Question

I am working on wrapping an old project written in C# in a test framework.

The largest problem I have is that I have a bunch of classes that are all VERY tightly coupled with other classes. All of these classes also make their own calls to the database, and many classes instantiate others directly within their methods.

I think I have come up with a good resolution to the problem, but I want to do a quick sanity check. I was thinking of moving instantiation of all objects to an abstract factory. Instead of directly instantiating adapters that speak to the database within the class, I will use Dependency Inversion to pass the adapter to the object at instantiation within the factory.

I will then be able to create a test factory that passes in mocked adapters to the objects instead of the ones that directly call the database.

When objects instantiate other objects within their own methods, they need to use the same type of factory that instantiated themselves. I was thinking of passing the factory that created the object into its constructor to save as a property when they want to make other objects. Would that be a good idea?
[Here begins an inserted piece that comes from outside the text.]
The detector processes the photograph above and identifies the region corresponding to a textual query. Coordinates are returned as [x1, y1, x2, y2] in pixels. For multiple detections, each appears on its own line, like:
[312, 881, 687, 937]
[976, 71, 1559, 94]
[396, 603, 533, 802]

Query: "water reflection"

Sorry for the ramble, let me know if people need more information.

Was it helpful?

Solution

You've got the basic pattern. Define interfaces for the classes that communicate with out-of-process resources, like databases and file systems. Then have the "real" class implement the interface. Expose a constructor that takes an object by that interface as an argument, and redefine the type for that field or property to be the interface rather than the concrete class.

Constructors that instantiate objects should just pass them to the other constructor that takes the objects as parameters.
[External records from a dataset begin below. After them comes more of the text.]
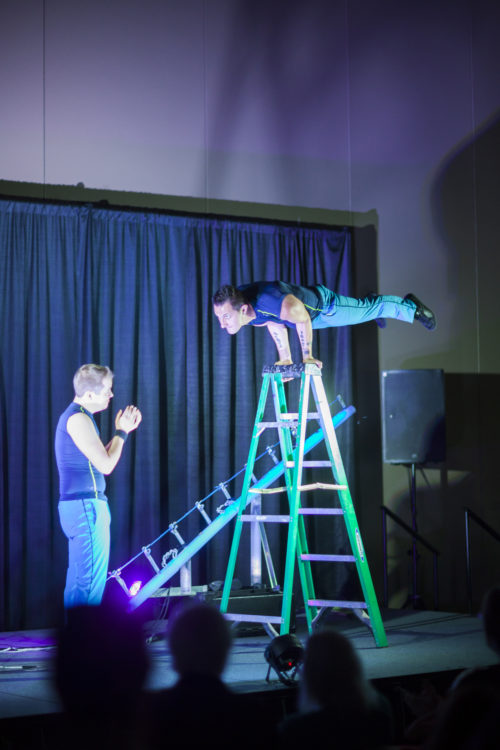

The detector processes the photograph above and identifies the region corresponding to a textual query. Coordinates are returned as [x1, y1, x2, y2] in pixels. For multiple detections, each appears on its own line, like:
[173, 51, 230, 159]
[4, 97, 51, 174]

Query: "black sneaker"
[404, 293, 436, 330]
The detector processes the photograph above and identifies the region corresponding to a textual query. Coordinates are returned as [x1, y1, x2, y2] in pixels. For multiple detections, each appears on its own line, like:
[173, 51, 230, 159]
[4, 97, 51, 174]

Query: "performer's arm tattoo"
[298, 327, 312, 358]
[267, 323, 292, 362]
[279, 294, 316, 363]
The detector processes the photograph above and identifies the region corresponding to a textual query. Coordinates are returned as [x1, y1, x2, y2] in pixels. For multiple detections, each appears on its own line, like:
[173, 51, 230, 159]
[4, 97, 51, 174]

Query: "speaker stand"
[402, 463, 425, 610]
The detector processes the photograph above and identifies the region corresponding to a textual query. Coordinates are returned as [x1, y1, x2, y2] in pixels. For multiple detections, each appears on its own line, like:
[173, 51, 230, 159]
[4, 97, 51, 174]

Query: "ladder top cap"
[262, 363, 322, 377]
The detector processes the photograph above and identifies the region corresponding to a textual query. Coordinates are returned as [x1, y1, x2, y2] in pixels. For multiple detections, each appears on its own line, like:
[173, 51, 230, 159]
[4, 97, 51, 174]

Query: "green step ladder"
[220, 363, 388, 648]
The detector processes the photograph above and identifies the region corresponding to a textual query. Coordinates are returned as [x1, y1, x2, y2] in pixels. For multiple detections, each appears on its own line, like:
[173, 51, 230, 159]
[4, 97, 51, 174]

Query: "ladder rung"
[257, 421, 297, 429]
[298, 483, 347, 491]
[308, 599, 367, 609]
[248, 486, 288, 494]
[240, 514, 290, 523]
[248, 484, 347, 495]
[298, 508, 344, 516]
[285, 461, 332, 468]
[278, 412, 320, 420]
[151, 585, 208, 597]
[223, 613, 283, 624]
[301, 554, 356, 563]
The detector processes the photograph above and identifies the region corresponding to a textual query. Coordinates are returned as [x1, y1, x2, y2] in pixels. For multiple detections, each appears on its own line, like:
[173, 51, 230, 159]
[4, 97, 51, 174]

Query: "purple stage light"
[129, 580, 142, 597]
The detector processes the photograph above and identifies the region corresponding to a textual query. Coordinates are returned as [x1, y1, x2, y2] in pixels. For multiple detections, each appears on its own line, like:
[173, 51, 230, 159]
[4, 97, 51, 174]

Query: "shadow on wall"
[446, 374, 500, 614]
[385, 373, 500, 613]
[386, 470, 475, 613]
[349, 225, 386, 588]
[387, 107, 500, 612]
[204, 1, 349, 205]
[430, 108, 500, 371]
[431, 107, 500, 253]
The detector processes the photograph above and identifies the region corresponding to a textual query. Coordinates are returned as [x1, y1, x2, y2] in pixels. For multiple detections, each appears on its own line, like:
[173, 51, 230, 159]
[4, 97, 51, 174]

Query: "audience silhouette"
[146, 600, 272, 749]
[54, 602, 149, 750]
[49, 591, 500, 750]
[451, 586, 500, 694]
[402, 587, 500, 748]
[423, 587, 500, 748]
[277, 628, 393, 749]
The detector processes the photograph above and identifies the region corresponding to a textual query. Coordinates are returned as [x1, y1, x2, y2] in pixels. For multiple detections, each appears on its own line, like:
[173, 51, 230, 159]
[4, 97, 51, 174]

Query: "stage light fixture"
[264, 633, 304, 686]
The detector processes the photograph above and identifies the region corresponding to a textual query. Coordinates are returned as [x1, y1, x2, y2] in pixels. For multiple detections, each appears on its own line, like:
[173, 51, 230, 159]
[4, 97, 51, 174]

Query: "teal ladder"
[220, 363, 387, 648]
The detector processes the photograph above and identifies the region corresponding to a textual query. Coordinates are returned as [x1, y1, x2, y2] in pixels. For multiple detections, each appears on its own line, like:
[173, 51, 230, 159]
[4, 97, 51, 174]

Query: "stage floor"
[0, 608, 496, 721]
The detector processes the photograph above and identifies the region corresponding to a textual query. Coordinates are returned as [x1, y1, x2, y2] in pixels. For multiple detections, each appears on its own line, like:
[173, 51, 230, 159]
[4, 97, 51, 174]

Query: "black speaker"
[381, 369, 446, 464]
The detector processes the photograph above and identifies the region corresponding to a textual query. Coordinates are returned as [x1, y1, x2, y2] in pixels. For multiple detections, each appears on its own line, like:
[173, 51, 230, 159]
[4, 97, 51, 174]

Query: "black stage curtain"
[0, 199, 354, 629]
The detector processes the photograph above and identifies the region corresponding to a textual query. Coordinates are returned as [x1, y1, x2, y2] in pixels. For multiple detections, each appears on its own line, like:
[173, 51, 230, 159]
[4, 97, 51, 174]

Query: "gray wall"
[2, 0, 499, 612]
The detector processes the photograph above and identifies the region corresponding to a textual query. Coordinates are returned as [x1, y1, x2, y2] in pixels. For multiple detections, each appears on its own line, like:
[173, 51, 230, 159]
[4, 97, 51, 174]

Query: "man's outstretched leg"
[313, 290, 436, 330]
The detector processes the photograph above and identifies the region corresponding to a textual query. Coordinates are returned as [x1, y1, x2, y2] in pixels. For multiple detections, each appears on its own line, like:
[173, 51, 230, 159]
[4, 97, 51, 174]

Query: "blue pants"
[312, 287, 416, 328]
[58, 499, 111, 608]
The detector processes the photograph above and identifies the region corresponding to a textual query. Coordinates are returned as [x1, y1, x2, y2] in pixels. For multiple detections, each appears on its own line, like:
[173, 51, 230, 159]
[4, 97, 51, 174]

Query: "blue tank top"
[55, 402, 107, 501]
[238, 281, 328, 328]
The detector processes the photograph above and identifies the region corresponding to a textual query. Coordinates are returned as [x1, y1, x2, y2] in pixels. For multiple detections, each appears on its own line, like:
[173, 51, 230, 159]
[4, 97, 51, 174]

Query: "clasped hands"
[115, 405, 142, 434]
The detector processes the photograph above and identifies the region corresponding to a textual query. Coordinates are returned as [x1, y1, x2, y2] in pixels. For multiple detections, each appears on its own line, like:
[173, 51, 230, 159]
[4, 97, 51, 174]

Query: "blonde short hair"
[73, 364, 113, 397]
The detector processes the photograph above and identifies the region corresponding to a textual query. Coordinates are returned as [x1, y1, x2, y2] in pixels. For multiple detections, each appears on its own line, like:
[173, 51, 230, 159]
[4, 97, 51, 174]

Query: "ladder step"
[278, 412, 320, 420]
[240, 514, 290, 523]
[298, 508, 344, 516]
[223, 613, 283, 624]
[285, 461, 332, 468]
[248, 486, 288, 494]
[151, 585, 208, 598]
[248, 483, 346, 495]
[257, 413, 321, 429]
[308, 599, 367, 609]
[302, 554, 356, 563]
[298, 483, 347, 491]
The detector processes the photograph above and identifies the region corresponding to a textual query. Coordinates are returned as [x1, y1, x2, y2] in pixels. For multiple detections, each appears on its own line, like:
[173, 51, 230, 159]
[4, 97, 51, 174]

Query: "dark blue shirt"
[55, 402, 107, 501]
[238, 281, 328, 328]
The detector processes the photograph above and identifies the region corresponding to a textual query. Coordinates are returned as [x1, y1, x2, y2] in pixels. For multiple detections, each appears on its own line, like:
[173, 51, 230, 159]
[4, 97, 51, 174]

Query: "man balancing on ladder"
[212, 281, 436, 368]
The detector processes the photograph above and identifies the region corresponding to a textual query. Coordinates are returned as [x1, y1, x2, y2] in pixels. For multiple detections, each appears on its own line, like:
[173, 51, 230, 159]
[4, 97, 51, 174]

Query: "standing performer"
[55, 364, 142, 608]
[213, 282, 436, 369]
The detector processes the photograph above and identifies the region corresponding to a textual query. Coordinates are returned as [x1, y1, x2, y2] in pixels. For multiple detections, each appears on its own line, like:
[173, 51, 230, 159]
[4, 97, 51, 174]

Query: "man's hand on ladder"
[274, 357, 323, 381]
[274, 358, 295, 382]
[303, 356, 323, 369]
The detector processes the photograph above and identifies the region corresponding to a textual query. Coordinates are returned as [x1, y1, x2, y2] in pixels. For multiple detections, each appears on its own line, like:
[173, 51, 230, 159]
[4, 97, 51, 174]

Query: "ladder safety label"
[355, 528, 365, 562]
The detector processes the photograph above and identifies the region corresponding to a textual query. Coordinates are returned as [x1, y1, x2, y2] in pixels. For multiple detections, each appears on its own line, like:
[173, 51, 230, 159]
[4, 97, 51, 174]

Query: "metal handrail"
[381, 505, 440, 610]
[464, 507, 500, 614]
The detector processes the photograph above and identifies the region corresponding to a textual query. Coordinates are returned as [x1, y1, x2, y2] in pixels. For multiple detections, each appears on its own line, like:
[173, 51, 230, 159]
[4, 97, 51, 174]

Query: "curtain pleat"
[0, 199, 353, 629]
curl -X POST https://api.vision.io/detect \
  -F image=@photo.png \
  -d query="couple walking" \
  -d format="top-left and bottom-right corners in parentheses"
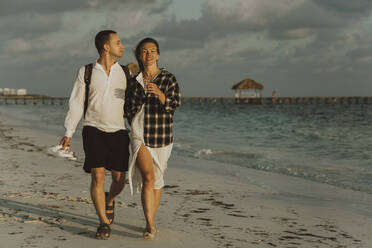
top-left (59, 30), bottom-right (180, 240)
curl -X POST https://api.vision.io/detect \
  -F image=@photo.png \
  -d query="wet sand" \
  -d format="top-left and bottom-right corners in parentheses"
top-left (0, 114), bottom-right (372, 248)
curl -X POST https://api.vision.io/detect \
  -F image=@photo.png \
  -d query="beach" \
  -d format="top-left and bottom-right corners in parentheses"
top-left (1, 105), bottom-right (372, 248)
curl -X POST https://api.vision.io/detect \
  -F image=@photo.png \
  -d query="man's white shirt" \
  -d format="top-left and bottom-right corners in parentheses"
top-left (64, 61), bottom-right (128, 137)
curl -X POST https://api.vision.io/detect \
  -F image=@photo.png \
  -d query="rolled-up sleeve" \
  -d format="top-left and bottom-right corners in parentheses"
top-left (163, 75), bottom-right (181, 113)
top-left (64, 67), bottom-right (85, 137)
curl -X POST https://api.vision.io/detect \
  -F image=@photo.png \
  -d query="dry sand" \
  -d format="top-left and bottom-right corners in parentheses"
top-left (0, 115), bottom-right (372, 248)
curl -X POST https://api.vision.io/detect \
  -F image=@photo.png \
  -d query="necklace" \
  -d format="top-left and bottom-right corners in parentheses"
top-left (143, 69), bottom-right (160, 80)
I'm not so sure an abstract factory is necessary here. If it works, use it, but it does add another layer of complexity to an already complex and tightly coupled application. I would start out with Poor Man's DI: constructor arguments.

Bigger picture, this refactoring job should be done as a series of surgical procedures. Take small little slices of the application and apply this design methodology. The scalpel is your best friend. While you might be tempted to just refactor as much as you can in one fell swoop, you'll affect too much of the application. Little bits. This is an elephant. Eat this meal in little bites. Target the high value areas of the application first, where the most defects occur or the feature is the most important to your end users or bottom line.

Before you start refactoring, don't be afraid to put together a few end-to-end tests hitting the major use cases of the application. That way you can ensure those cases still function as expected from a macro perspective as you make all of these surgical cuts.